The hard part is rarely making the box. It’s the timing.
A single automotive component plant can carry dozens of part numbers, each needing its own packaging — cartons in different flutes and sizes, polybags in different gauges — with monthly volumes that rise and fall with the OEM’s orders. Order it all at once and your warehouse fills up with cash tied to packaging stock. Order little and often and you pay changeover costs repeatedly, and risk running out mid-run.

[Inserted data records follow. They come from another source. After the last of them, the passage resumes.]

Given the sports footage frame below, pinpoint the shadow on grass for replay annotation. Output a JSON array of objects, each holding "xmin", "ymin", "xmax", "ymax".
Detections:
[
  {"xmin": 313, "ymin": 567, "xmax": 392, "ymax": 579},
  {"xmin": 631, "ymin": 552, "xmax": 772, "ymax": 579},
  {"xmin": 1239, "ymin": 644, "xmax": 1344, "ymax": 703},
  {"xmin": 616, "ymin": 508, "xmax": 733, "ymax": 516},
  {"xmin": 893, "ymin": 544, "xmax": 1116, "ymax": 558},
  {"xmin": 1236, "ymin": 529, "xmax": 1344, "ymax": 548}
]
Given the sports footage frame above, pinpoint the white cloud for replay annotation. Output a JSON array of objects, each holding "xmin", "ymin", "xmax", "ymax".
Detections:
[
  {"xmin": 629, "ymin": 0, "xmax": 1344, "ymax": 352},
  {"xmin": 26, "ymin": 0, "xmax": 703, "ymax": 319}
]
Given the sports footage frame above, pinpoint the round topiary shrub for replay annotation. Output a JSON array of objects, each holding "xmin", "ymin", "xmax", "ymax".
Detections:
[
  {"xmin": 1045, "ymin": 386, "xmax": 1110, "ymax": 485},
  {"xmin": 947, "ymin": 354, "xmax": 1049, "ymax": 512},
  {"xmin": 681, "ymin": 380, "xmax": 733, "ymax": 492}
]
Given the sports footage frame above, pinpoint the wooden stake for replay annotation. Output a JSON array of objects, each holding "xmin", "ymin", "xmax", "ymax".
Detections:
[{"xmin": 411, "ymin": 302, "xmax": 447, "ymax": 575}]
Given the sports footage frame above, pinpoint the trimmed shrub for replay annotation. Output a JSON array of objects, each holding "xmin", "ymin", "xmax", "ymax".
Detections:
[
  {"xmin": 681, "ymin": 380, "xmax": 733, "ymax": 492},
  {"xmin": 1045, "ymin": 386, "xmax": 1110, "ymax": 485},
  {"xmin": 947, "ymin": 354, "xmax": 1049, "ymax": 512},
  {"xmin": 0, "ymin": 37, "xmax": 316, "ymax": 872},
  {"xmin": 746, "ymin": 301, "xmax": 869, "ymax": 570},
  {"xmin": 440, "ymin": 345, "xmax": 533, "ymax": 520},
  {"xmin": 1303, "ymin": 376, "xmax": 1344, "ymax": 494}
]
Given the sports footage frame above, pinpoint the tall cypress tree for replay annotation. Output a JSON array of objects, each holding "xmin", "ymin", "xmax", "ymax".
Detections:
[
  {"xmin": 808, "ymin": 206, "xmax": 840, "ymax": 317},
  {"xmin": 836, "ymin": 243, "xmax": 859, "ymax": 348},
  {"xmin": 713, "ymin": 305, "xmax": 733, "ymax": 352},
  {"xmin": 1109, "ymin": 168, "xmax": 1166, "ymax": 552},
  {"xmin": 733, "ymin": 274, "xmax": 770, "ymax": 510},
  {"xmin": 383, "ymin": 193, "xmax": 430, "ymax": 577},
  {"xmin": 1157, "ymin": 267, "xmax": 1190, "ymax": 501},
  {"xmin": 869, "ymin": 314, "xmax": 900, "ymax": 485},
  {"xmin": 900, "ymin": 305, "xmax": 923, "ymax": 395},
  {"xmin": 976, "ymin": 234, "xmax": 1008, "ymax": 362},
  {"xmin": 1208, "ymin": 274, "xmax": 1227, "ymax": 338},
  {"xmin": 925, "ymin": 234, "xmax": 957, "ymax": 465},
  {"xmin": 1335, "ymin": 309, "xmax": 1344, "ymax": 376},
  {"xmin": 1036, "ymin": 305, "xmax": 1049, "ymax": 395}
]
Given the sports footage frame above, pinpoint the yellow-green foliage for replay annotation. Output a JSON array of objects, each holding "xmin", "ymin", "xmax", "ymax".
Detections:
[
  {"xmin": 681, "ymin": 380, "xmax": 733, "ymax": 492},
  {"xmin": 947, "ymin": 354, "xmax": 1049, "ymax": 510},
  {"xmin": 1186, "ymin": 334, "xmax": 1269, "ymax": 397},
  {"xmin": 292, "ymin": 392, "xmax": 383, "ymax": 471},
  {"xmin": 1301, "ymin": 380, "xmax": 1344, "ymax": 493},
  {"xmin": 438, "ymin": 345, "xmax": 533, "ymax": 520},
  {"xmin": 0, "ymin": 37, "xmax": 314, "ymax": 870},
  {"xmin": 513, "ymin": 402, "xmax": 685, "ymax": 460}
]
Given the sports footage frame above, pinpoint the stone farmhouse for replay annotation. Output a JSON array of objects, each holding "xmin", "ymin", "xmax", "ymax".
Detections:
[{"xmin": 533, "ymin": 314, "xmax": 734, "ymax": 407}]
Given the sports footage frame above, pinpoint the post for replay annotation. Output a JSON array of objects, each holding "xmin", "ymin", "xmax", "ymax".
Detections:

Vendor Managed Inventory (VMI) moves that burden to the supplier. We produce ahead, we hold the buffer stock in our warehouse, and you call it off against your production schedule. You pay when you pull stock, not when we make it.
Why it fits automotive
Assembly lines have no tolerance for late packaging. If the part is ready but the box isn’t, parts pile up — or worse, the line stops. At JMP we run corrugated cartons and PE/PP polybags under one roof, so a single call-off can ship both, on one schedule, to one QC standard. Our MOQ starts at 500 pcs, so a new part or a low-volume run doesn’t have to wait for scale.
When VMI does NOT make sense
VMI isn’t free. There’s a warehousing cost and inventory risk that we carry, and that goes into the price. So if you order one box type, once a year, at stable volume — a straight purchase is cheaper, and I’ll tell you so. VMI wins precisely when the SKU count is high and demand is hard to predict. If your line has never nearly stopped over packaging, you probably don’t need this yet.